Bamboo As Fodder For Animals
In the right conditions, bamboo can provide a highly productive food source for animals in smallholder farming communities. As a plus, it also brings a range of income diversification options to families.
Bamboo offers some unique benefits and characteristics that other commodity and fodder crops do not. It is a robust plant that requires little maintenance – many varieties drink little water. It provides a perineal source of food – producing edible plant materials year round. Bamboo is used today in many countries as feed for cows, sheep and goats, and has potential to benefit many more families and communities across the Global South.
In addition to its use as feed, bamboo will brings a range of new livelihood benefits to smallholder communities and rural development programmes that adopt it.

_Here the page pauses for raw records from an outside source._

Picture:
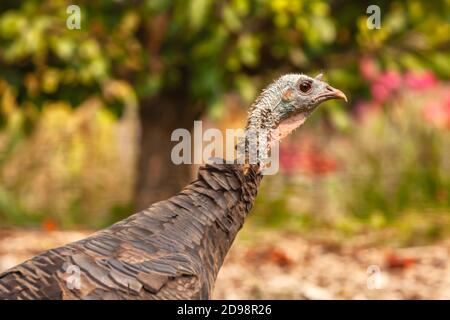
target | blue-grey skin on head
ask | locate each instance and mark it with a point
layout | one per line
(290, 95)
(281, 108)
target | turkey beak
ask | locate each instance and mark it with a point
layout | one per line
(333, 93)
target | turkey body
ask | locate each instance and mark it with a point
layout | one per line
(172, 250)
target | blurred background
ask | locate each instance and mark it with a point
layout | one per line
(86, 116)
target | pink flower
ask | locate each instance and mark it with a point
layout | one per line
(306, 158)
(438, 113)
(420, 81)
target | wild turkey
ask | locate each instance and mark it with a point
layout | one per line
(175, 248)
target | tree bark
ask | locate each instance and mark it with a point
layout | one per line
(157, 178)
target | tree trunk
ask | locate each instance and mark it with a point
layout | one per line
(157, 178)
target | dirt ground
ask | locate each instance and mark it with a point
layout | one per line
(282, 266)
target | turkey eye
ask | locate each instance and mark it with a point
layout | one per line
(305, 86)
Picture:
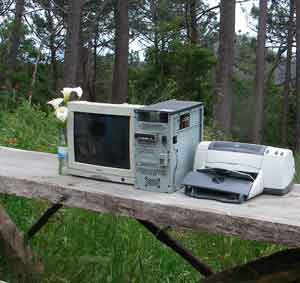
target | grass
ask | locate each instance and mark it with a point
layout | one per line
(82, 246)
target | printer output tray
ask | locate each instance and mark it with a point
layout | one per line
(218, 184)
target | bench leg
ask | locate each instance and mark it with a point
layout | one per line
(42, 221)
(166, 239)
(22, 262)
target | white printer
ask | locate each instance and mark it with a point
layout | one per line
(235, 172)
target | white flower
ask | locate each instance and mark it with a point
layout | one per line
(55, 102)
(62, 113)
(68, 90)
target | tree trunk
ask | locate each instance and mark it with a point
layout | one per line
(225, 65)
(52, 47)
(73, 43)
(286, 91)
(297, 134)
(120, 72)
(260, 71)
(194, 27)
(16, 35)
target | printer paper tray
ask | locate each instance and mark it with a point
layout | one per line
(222, 187)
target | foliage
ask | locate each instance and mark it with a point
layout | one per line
(182, 71)
(28, 128)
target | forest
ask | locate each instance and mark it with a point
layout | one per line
(141, 52)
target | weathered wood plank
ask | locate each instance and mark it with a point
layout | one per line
(282, 267)
(265, 218)
(23, 263)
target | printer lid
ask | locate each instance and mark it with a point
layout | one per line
(238, 147)
(219, 180)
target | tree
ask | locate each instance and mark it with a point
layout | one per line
(120, 72)
(260, 70)
(193, 25)
(287, 83)
(73, 43)
(297, 133)
(16, 35)
(225, 65)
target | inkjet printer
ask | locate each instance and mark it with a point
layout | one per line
(235, 172)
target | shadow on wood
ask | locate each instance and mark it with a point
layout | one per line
(23, 264)
(281, 267)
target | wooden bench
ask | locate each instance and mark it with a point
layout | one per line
(266, 218)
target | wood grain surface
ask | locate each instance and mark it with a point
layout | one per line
(267, 218)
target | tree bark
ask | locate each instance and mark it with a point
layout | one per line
(260, 72)
(225, 65)
(194, 27)
(297, 133)
(16, 35)
(52, 47)
(286, 91)
(120, 72)
(73, 43)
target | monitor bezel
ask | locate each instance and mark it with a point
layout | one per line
(84, 169)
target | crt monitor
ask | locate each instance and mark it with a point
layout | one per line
(100, 140)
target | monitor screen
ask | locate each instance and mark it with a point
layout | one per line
(102, 140)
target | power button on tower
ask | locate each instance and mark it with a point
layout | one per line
(164, 140)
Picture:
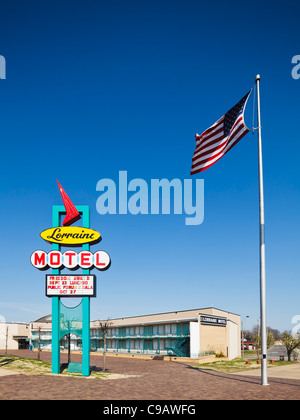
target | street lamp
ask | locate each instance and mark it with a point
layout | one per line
(247, 316)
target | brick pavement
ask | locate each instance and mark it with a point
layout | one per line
(157, 380)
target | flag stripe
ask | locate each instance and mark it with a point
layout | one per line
(209, 162)
(213, 143)
(223, 143)
(224, 149)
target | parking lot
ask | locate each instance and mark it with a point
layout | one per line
(154, 380)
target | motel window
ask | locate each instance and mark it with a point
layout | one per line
(139, 330)
(173, 329)
(138, 344)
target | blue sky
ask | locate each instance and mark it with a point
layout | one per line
(94, 88)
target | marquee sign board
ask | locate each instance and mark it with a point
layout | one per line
(70, 259)
(213, 320)
(70, 286)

Once mature (after 3-5 years) bamboo poles can be also be cut and harvested for use as biomass for household charcoal local charcoal, or as woody products for cottage industry or on-farm use, replacing wood for many applications. As bamboo is a grass, not a tree, it continues to grow when cut. So it can serve as source of fodder, feed and woody material at the same time
While the benefits are known and have been applied on a small scale, the bamboo feed-fodder value chain for small holder farming needs to be further developed and tested. INBAR is working with partners in Africa and Asia on this proof of concept.
Feed, fodder and livelihood value chains using bamboo will add value to the efforts of agricultural research for development initiatives, including national rural development programmes in bamboo resource countries, and in other locations.
From a crop-water perspective bamboo varieties can thrive in agro-ecosystems that grow rain-fed wheat, making it a resource to consider for use on marginal lands (combined with wastewater or grey water) and in dryland production systems. For example, beneficiary communities of the CGIAR Research Programs on Dryland Cereals, Forests, Humid Tropics, can profit from including bamboo as a new component of their agricultural livelihood systems. Likewise the people targeted by rural development programmes of the World Bank, IFAD and others will benefit from including bamboo as a strategic resource.
To bring practical perspectives on these uses of bamboo, INBAR plans to develop food and fodder value chains and is working on approaches to bamboo use in smallholder farming.